И еще, не претендуя на неположенное место в иерархии ученых, тянущих научно-исследовательский воз сивых меринов, в один странный миг он приободрил себя на стезе выдвижения и проявления: «А ведь интересен не только полученный здесь опыт, но и интересны наблюдения живой жизни в соревновании дарований и интеллектов из плеяды докторов наук, перепрыгнувших барьеры двух защит диссертаций. Ведь многие претенденты достойны избрания. А сколько недостойных, абсолютно никаких, но требующих для себя незаслуженного признания и упоминания во всевозможных справочниках и энциклопедиях. Но опыт-то на этой стезе уже сам любопытен даже без соответствующего результата и понимания… Амбиции и тщеславие движут многих, кому абсолютно не интересны любопытные детали и факты борьбы и осуществления надежд и мечтаний… Только признание ничего не значит, если нет того, за что можно и нужно признавать исследователя – зависимого и независимого…»

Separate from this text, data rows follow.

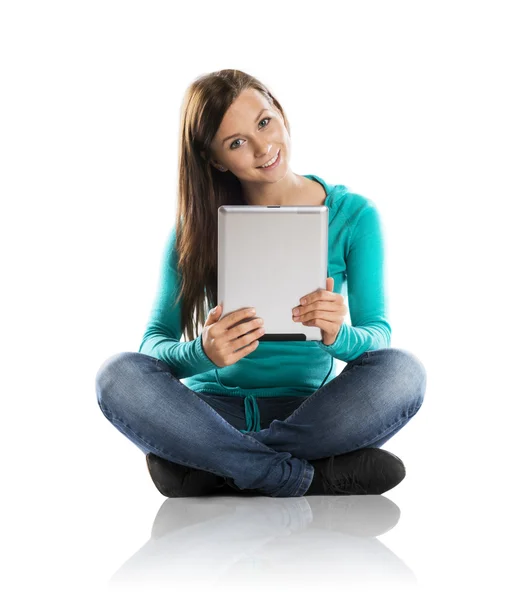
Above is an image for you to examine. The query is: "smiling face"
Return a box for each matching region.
[211,88,291,183]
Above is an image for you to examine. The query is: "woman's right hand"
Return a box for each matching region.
[202,304,264,367]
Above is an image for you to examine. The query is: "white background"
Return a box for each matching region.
[0,0,524,598]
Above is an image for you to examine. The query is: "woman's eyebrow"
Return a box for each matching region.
[222,108,269,145]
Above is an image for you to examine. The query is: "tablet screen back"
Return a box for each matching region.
[217,205,329,342]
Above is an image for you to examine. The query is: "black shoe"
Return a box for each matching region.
[146,452,224,498]
[304,448,406,496]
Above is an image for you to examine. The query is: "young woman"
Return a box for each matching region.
[96,70,426,497]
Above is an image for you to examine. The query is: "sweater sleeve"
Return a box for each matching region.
[317,203,391,362]
[138,225,216,379]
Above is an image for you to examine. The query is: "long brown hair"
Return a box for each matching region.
[173,69,290,341]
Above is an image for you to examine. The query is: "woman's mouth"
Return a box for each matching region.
[257,148,280,171]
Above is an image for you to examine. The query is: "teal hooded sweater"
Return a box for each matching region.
[138,175,391,432]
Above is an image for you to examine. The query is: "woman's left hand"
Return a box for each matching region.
[293,277,348,346]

Чисто спортивное начало: с детства любил соревноваться Иван Николаевич, что в индивидуальных видах спорта – в беге, прыжках в длину и высоту, на лыжах и коньках – что в командных, особенно, в хоккее, футболе и прочих. Только любовь к соревнованиям и куражная жажда победы в соревнованиях, по его разумению, была несовместима со средствами нездоровой или подлой конкуренции. Противна победа в соревновании, если достигнута применением недостойных средств и приемов. Схитрить иногда позволительно. Это, как в футболе, потянуть время при вбрасывании мяча из аута при выигрываемом матче. Но сыграть «в кость», чтобы насмерть вырубить соперника, отправив его в больницу, лишь бы выиграть тяжелый принципиально нужный матч – кому это надо? Какого черта такие игры – такой футбол, такой хоккей, как говорил Озеров, нам не нужен…

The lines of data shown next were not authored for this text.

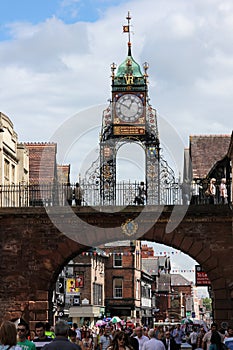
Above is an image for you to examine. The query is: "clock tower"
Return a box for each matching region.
[100,13,160,204]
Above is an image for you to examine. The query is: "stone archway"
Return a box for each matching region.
[0,206,233,322]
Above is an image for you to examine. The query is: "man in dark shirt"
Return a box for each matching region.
[42,320,81,350]
[33,322,52,350]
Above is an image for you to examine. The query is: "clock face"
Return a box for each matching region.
[115,94,143,123]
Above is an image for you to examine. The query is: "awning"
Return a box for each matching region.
[69,305,103,318]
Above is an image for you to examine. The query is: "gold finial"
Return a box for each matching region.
[143,62,149,83]
[111,62,116,79]
[123,11,131,56]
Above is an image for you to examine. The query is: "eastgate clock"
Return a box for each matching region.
[115,94,143,123]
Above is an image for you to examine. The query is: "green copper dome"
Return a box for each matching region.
[116,55,143,78]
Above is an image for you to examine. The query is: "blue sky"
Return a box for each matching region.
[0,0,127,40]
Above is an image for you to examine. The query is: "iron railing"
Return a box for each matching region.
[0,182,231,207]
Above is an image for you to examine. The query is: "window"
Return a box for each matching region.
[4,158,10,181]
[93,283,103,305]
[113,253,122,267]
[113,278,123,298]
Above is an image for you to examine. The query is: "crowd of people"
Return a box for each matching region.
[0,319,233,350]
[181,178,228,205]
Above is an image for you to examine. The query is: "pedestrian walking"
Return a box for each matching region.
[219,178,228,204]
[0,321,20,350]
[74,182,83,206]
[42,320,81,350]
[17,322,36,350]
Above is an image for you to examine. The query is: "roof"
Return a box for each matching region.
[189,135,231,179]
[170,274,192,286]
[25,143,57,184]
[142,257,159,276]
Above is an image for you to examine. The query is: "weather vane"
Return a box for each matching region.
[123,11,131,45]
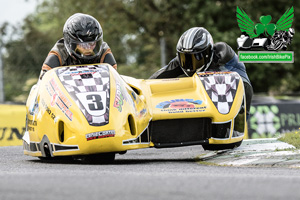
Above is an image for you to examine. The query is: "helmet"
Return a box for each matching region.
[63,13,103,64]
[176,27,213,76]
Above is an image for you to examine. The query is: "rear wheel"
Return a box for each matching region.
[202,140,243,151]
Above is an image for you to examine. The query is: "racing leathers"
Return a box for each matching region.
[40,38,117,79]
[150,42,253,119]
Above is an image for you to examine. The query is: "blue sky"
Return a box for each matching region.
[0,0,38,25]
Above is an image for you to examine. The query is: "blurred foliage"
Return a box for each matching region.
[0,0,300,101]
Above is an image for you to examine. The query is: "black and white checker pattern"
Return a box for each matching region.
[56,65,110,126]
[199,72,240,114]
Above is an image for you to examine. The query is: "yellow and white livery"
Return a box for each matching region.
[23,64,247,160]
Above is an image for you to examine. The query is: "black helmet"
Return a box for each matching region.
[63,13,103,64]
[176,27,213,76]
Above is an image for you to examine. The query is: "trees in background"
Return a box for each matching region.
[0,0,300,101]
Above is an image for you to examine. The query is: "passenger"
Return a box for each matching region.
[40,13,117,79]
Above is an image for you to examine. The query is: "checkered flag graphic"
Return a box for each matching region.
[56,65,110,126]
[199,73,240,114]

Вот и в науке, исследованиях Ивану Николаевичу интересно было честно соревноваться и честно побеждать сильнейших соперников на отечественных и зарубежных дорожках и полях… И докторская его диссертация была самого высочайшего мирового уровня, со значительным, сильным опережением достигнутого уровня развития его специализации и тогдашних конкурентов по всем мыслимым и немыслимым параметрам.

Но если наука с ее исследованиями и выборами лучших из лучших – это великолепная, красивая игра, то какой смысл в ней суетиться, химичить и халтурить, рубиться только за коврижки и пьедесталы не по заслугам. А не выдать в результативных прорывных исследованиях нечто удивительное, фантастическое, похожее на умопомрачительные скоростные финты и «сухие листы» Пеле, голевые проходы с шайбой Боброва и Харламова.

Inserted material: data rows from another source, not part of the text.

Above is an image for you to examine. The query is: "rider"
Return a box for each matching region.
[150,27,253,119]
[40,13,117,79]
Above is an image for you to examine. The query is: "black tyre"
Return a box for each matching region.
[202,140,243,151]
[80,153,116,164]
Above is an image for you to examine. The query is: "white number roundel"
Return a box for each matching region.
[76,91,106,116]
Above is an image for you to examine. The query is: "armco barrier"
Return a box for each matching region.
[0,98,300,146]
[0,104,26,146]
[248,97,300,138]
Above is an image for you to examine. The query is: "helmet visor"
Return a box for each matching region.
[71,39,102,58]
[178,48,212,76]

Вот и выбрал Иван Николаевич своё спортивную бескомпромиссную стезю в только что организованном академическом институте, которым руководил директор-академик Владимир Андреевич, его бывший аспирантский шеф. И выбор Ивана Николаевича, и переход на новое место работы на стыке рубежных для страны 1986-го и 1987 годов ускорила чернобыльская катастрофа, когда вдруг тот осознал стремительное время распада страны Советов и необходимость сделать свой научно-исследовательский рывок невероятно конкурентного прорыва выше мирового уровня с новыми академическими возможностями.

Но из песни слова не выкинешь, Ивану Николаевичу всегда неудобно будет вспоминать об этом эпизоде своей бурной научно-мистической жизни. Как-то все вдруг накатилось неизвестно откуда странно и нелепо при всей его принципиальной жизненной позиции, не принимающей простых и не простых человеческих отношений, основывающихся на понятиях: «Ты мне, я тебе». Как-то само собой принималось, что при переходе его в академический институт директора-академика, с которым сложились добрые дружеские отношения с давних аспирантских времен, его завлаба и исполняющего обязанности профессора на его кафедре шеф двинет в членкоры на следующих декабрьских выборах 1987-го, через год после чернобыльской катастрофы, перевернувшей все в науке.